Archivissima 2025, il festival dedicato alla promozione e alla valorizzazione dei patrimoni archivistici, tornerà da giovedì 5 a domenica 8 giugno con un ricco programma di eventi, culminanti nella Notte degli Archivi, che apre le porte degli archivi storici di enti, istituzioni e grandi aziende e della grande ricchezza informativa e narrativa che custodiscono.
Anche quest’anno Torino partecipa alla manifestazione, con attività nell’Archivio Storico e nella Biblioteca Civica Centrale, dando l‘occasione al pubblico di scoprire una selezione delle raccolte conservate presso le due sedi.
In occasione della Notte degli Archivi, venerdì 6 giugno, l’Archivio Storico della Città di Torino, in via Barbaroux 32, verrà aperto al pubblico in via straordinaria dalle 18.30 alle 23, oltre al consueto orario di apertura dalle 8.30 alle 16.30, per permettere al pubblico di visitare la mostra “Aprile 1945: Torino è libera. La ripartenza della città” e di partecipare alle visite guidate condotte dagli archivisti. L’ingresso è libero, senza necessità di prenotazione.
Per maggiori informazioni si può contattare l’Archivio Storico al numero 011.011.31801 o all’indirizzo archivio.storico.info@comune.torino.it.
La mostra “Aprile 1945: Torino è libera. La ripartenza della città”, allestita nell’ambito del programma di celebrazioni dell’80° anniversario della Liberazione, racconta i mesi che seguirono la fine dell’occupazione nazifascista, segnati dalla ricostruzione della città.

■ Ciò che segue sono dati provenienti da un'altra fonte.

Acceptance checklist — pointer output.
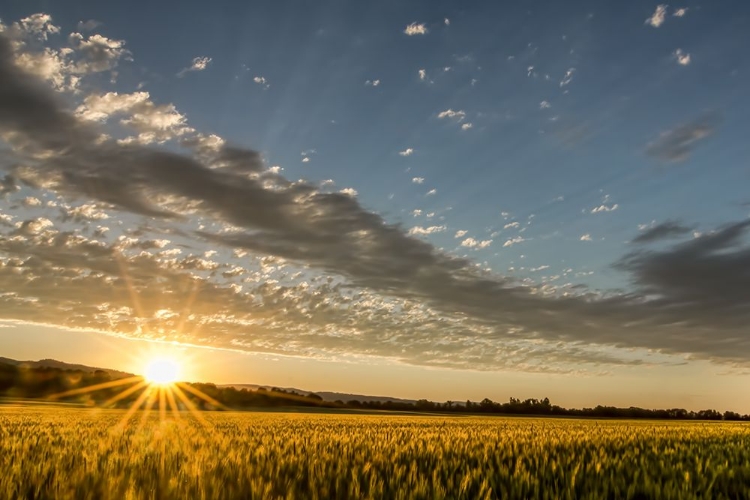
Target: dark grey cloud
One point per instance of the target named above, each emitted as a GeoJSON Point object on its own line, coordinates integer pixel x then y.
{"type": "Point", "coordinates": [668, 229]}
{"type": "Point", "coordinates": [411, 301]}
{"type": "Point", "coordinates": [677, 144]}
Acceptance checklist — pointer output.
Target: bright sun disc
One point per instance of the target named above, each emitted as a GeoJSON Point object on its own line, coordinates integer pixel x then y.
{"type": "Point", "coordinates": [162, 371]}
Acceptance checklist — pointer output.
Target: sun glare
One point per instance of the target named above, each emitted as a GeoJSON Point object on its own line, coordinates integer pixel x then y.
{"type": "Point", "coordinates": [162, 371]}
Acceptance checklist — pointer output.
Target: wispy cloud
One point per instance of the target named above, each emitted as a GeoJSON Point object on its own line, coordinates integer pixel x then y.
{"type": "Point", "coordinates": [199, 64]}
{"type": "Point", "coordinates": [657, 18]}
{"type": "Point", "coordinates": [415, 29]}
{"type": "Point", "coordinates": [677, 144]}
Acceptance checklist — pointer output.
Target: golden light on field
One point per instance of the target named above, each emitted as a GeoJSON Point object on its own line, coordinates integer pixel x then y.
{"type": "Point", "coordinates": [162, 371]}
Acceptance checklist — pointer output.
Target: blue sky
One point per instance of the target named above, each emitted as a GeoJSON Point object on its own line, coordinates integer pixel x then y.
{"type": "Point", "coordinates": [526, 187]}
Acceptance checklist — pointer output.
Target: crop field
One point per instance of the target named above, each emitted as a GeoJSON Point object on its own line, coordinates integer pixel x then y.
{"type": "Point", "coordinates": [108, 454]}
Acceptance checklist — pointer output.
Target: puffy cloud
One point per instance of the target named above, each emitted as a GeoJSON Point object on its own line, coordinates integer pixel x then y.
{"type": "Point", "coordinates": [605, 208]}
{"type": "Point", "coordinates": [472, 243]}
{"type": "Point", "coordinates": [677, 144]}
{"type": "Point", "coordinates": [198, 64]}
{"type": "Point", "coordinates": [372, 289]}
{"type": "Point", "coordinates": [657, 18]}
{"type": "Point", "coordinates": [419, 230]}
{"type": "Point", "coordinates": [449, 113]}
{"type": "Point", "coordinates": [683, 58]}
{"type": "Point", "coordinates": [513, 241]}
{"type": "Point", "coordinates": [415, 29]}
{"type": "Point", "coordinates": [667, 229]}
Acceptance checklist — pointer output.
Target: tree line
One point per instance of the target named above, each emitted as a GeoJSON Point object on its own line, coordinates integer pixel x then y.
{"type": "Point", "coordinates": [44, 382]}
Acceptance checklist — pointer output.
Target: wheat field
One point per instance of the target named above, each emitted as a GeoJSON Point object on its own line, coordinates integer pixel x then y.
{"type": "Point", "coordinates": [108, 454]}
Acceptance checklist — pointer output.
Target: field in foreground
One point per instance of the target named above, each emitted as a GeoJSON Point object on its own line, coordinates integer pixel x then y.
{"type": "Point", "coordinates": [83, 453]}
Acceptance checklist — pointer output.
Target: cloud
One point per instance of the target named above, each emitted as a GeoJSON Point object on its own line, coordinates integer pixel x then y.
{"type": "Point", "coordinates": [604, 208]}
{"type": "Point", "coordinates": [472, 243]}
{"type": "Point", "coordinates": [415, 29]}
{"type": "Point", "coordinates": [568, 77]}
{"type": "Point", "coordinates": [683, 58]}
{"type": "Point", "coordinates": [449, 113]}
{"type": "Point", "coordinates": [513, 241]}
{"type": "Point", "coordinates": [418, 230]}
{"type": "Point", "coordinates": [667, 229]}
{"type": "Point", "coordinates": [680, 12]}
{"type": "Point", "coordinates": [198, 64]}
{"type": "Point", "coordinates": [261, 80]}
{"type": "Point", "coordinates": [366, 287]}
{"type": "Point", "coordinates": [677, 144]}
{"type": "Point", "coordinates": [657, 18]}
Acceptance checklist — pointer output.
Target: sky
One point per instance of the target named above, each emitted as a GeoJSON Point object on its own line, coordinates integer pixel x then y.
{"type": "Point", "coordinates": [429, 199]}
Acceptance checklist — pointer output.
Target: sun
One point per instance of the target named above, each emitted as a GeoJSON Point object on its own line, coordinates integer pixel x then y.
{"type": "Point", "coordinates": [162, 371]}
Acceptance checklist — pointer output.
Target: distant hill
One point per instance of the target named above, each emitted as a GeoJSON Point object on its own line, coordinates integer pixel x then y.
{"type": "Point", "coordinates": [60, 365]}
{"type": "Point", "coordinates": [326, 395]}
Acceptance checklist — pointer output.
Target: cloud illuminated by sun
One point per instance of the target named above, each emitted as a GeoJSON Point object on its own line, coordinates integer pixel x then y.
{"type": "Point", "coordinates": [162, 371]}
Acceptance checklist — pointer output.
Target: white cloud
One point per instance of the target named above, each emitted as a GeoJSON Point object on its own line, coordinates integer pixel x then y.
{"type": "Point", "coordinates": [683, 58]}
{"type": "Point", "coordinates": [449, 113]}
{"type": "Point", "coordinates": [605, 208]}
{"type": "Point", "coordinates": [472, 243]}
{"type": "Point", "coordinates": [657, 19]}
{"type": "Point", "coordinates": [199, 64]}
{"type": "Point", "coordinates": [419, 230]}
{"type": "Point", "coordinates": [568, 77]}
{"type": "Point", "coordinates": [154, 124]}
{"type": "Point", "coordinates": [513, 241]}
{"type": "Point", "coordinates": [415, 29]}
{"type": "Point", "coordinates": [39, 25]}
{"type": "Point", "coordinates": [261, 80]}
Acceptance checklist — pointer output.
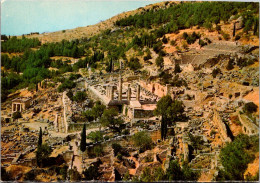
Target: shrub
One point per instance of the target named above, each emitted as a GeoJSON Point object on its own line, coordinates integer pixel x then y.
{"type": "Point", "coordinates": [117, 148]}
{"type": "Point", "coordinates": [215, 72]}
{"type": "Point", "coordinates": [142, 140]}
{"type": "Point", "coordinates": [98, 150]}
{"type": "Point", "coordinates": [237, 37]}
{"type": "Point", "coordinates": [95, 136]}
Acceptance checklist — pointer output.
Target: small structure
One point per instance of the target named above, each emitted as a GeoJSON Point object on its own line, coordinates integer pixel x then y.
{"type": "Point", "coordinates": [20, 104]}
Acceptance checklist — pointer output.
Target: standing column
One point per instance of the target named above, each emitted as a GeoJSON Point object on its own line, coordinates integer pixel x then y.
{"type": "Point", "coordinates": [129, 93]}
{"type": "Point", "coordinates": [120, 89]}
{"type": "Point", "coordinates": [168, 88]}
{"type": "Point", "coordinates": [138, 93]}
{"type": "Point", "coordinates": [111, 92]}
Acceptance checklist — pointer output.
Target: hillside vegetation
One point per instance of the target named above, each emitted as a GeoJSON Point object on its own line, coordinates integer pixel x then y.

Al centro dell’esposizione l’attività della Giunta Popolare, che guidò Torino dal 1945 fino alle elezioni del 1946, affrontando le emergenze abitative, educative e alimentari, attraverso fotografie, giornali, manifesti, progetti urbanistici e testimonianze dirette come la copia del quotidiano Il Popolo Nuovo del 28 aprile 1945, da cui è tratto il titolo della mostra; il diario originale di Carlo Chevallard, testimonianza della Torino in guerra e nei giorni della Liberazione; il manifesto dove Roveda invitava la cittadinanza alla sfilata del 6 maggio 1945, accompagnato da fotografie dell’archivio della Gazzetta del Popolo; la mappa e le delibere per il cambiamento della toponomastica cittadina; immagini e atti sulla riscoperta dei monumenti cittadini dopo l’occultamento bellico e testimonianze e oggetti appartenuti a internati militari italiani e deportati politici torinesi, protagonisti della “Resistenza senz’armi” nei lager nazisti.
Sempre il 6 giugno, alle 18, nella sala conferenze della Biblioteca civica Centrale di via della Cittadella 5, l’assessore alla Cultura della Città di Torino Rosanna Purchia e la dirigente del Servizio Biblioteche Cecilia Cognigni illustreranno la storia di Torino Esposizioni e gli interventi di valorizzazione dell’area.
Dall’Esposizione generale ospitata al parco del Valentino nel 1884, quando fu costruito il Borgo medievale, il racconto si svilupperà lungo la trasformazione delle strutture architettoniche sorte nei decenni successivi, come il Palazzo della Stampa, il Palazzo della Moda, i teatri all’aperto e al chiuso, per concludersi con la presentazione della nuova sede della Biblioteca civica Centrale, e sarà accompagnato dalla proiezione di materiale documentario prodotto in occasione di mostre ed eventi ospitati a Torino Esposizioni a partire dagli anni Trenta del Novecento.